Hoe verliep jullie onderzoek?
Tsinikoris: We hebben het geluk gehad om bij het begin van onze research de wetenschapper Giorgos Tsitiridis te hebben gevonden, die ons in het thema inleidde. En in Thessaloniki hebben we in de organisatie ‘De vuurtoren van de wereld’ een bewonderenswaardig initiatief gevonden dat zich al meer dan 10 jaar voor de integratie van Romakinderen inspant. De organisatie werd opgericht door de dominee Athinagoras. Hij helpt de kinderen om naar school te gaan, aan sport- en robotica cursussen deel te nemen, en reist met hen tot naar New York aan toe. Zijn projecten werden al met prijzen bedeeld.

Azas: Boeken zijn er niet veel. Een over Roma in Thessaloniki, een over Roma in de tweede wereldoorlog, iets over hun sprookjes. Ons onderzoek is vooral gebaseerd op ontmoetingen. We troffen veel Roma: het bestuur van een organisatie voor de zichtbaarheid van Roma, musici, activisten, afvalverzamelaars. Uiteindelijk beperkten we ons tot de regio rond Athene. De grote Roma bevolkingsgroepen leven aan de stadrand, werkelijk ver buiten, vaak in nederzettingen zonder elektriciteit of stromend water. Wat ook voor ons heel inspannend was. Het was zomer en in de nabijheid van hun kampementen woedden bosbranden, een helse hitte dus.

Moesten jullie veel overredingskracht gebruiken om mensen te vinden die op het toneel van hun ervaringen wilden vertellen?
Azas: Niet in zoverre dat wij deelnemers moesten overtuigen om mee te doen. Ik denk, dat het een persoon vrij snel duidelijk is of hij of zij interesse heeft of niet. Wij kunnen en willen niemand overtuigen om de eigen ervaringen op het toneel te vertellen. Deze wens, de noodzakelijkheid ervan, moet er zijn. Toch verliep het werk anders dan bij andere voorafgaande projecten. We stootten op mensen die er überhaupt geen voorstelling van hadden wat theater is, die eigenlijk heel andere zorgen hadden… Het was daarom in de eerste plaats een uitdaging om gesprekken over het theater te voeren – wat het is en wat het kan, respectievelijk zou kunnen zijn.

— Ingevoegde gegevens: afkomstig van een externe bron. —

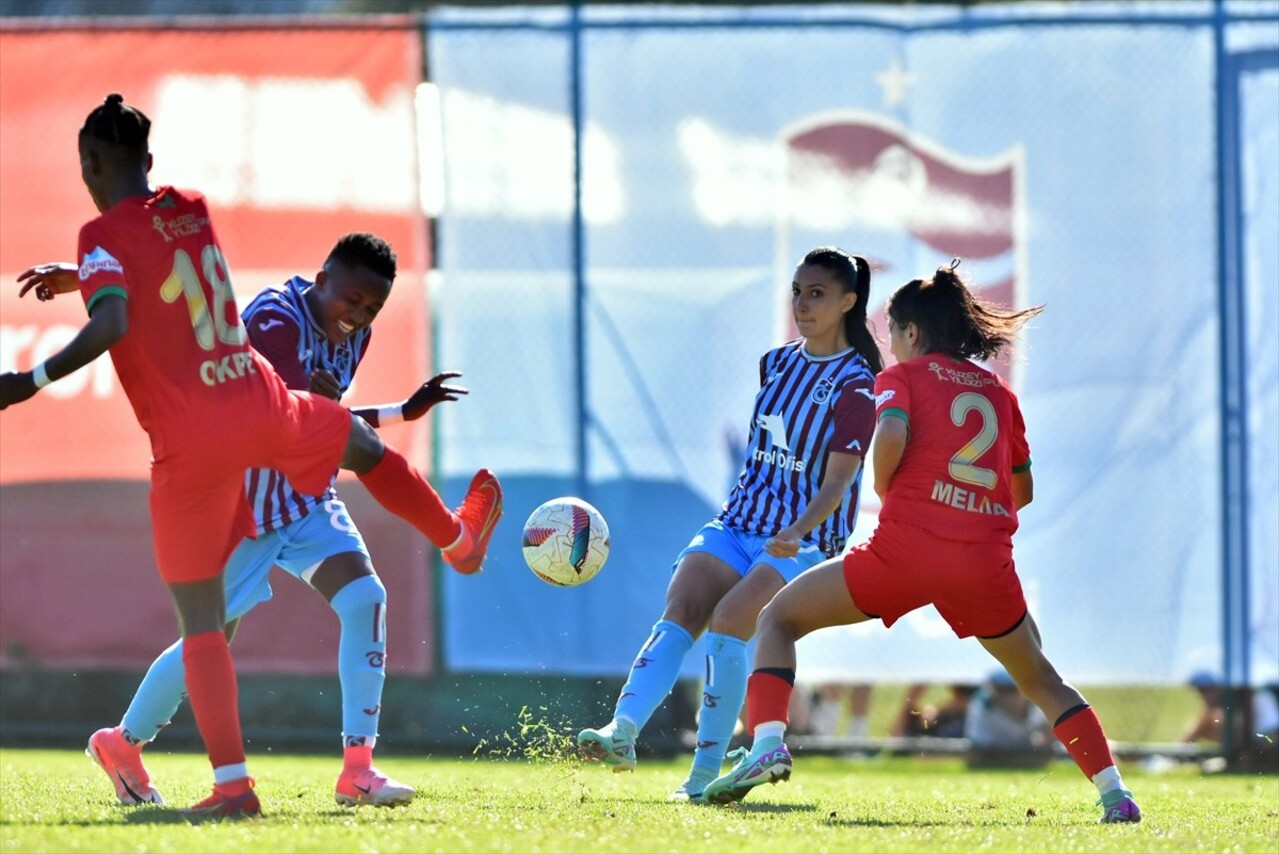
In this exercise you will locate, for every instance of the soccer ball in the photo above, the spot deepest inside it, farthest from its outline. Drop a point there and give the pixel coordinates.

Tsinikoris: Dat was ook voor ons zeer verrijkend. De ontwikkeling van persoonlijke relaties kreeg een heel belangrijke functie. Het is alsof het team onderling, maar ook met ons, ondertussen een soort van niet-verwante familie vormt. Er is een sterke verbondenheid die, denk ik, ook blijvend is – wat in het theater niet zonder meer vanzelfsprekend is….

Normaalgesproken leren acteurs voor een voorstelling teksten van buiten. Hoe gaat dat, wanneer een deel van de cast niet geletterd is?
Tsinikoris: Meestal ontwikkelen wij door gesprekken en gespeelde situaties een tekst, en vervolgens wordt deze grotendeels vastgelegd en van buiten geleerd. Deze methode viel weg. We hebben op het toneel met een live-regisseur, Avraam Goutzeloudis, gewerkt, die zelf Roma is, zodat telkens weer bruggen naar de ontwikkelde situatie gebouwd kunnen worden. De andere weg ging via de muziek. Zoals bekend, helpen ritme en melodie bij het herinneren.

Dat betekent ook dat men niet even kort een repetitieplan via Whatsapp kan sturen?
Tsinikoris: Dat moet mondeling gecommuniceerd worden. Het is interessant dat de situatie van de Griekse Roma een grote invloed schijnt te hebben gehad op het gebruik van TikTok. Omdat veel via clips, via belichaamde vertellingen gaat en niet neergeschreven is, hebben de Roma dit sociale medium in Griekenland groot gemaakt.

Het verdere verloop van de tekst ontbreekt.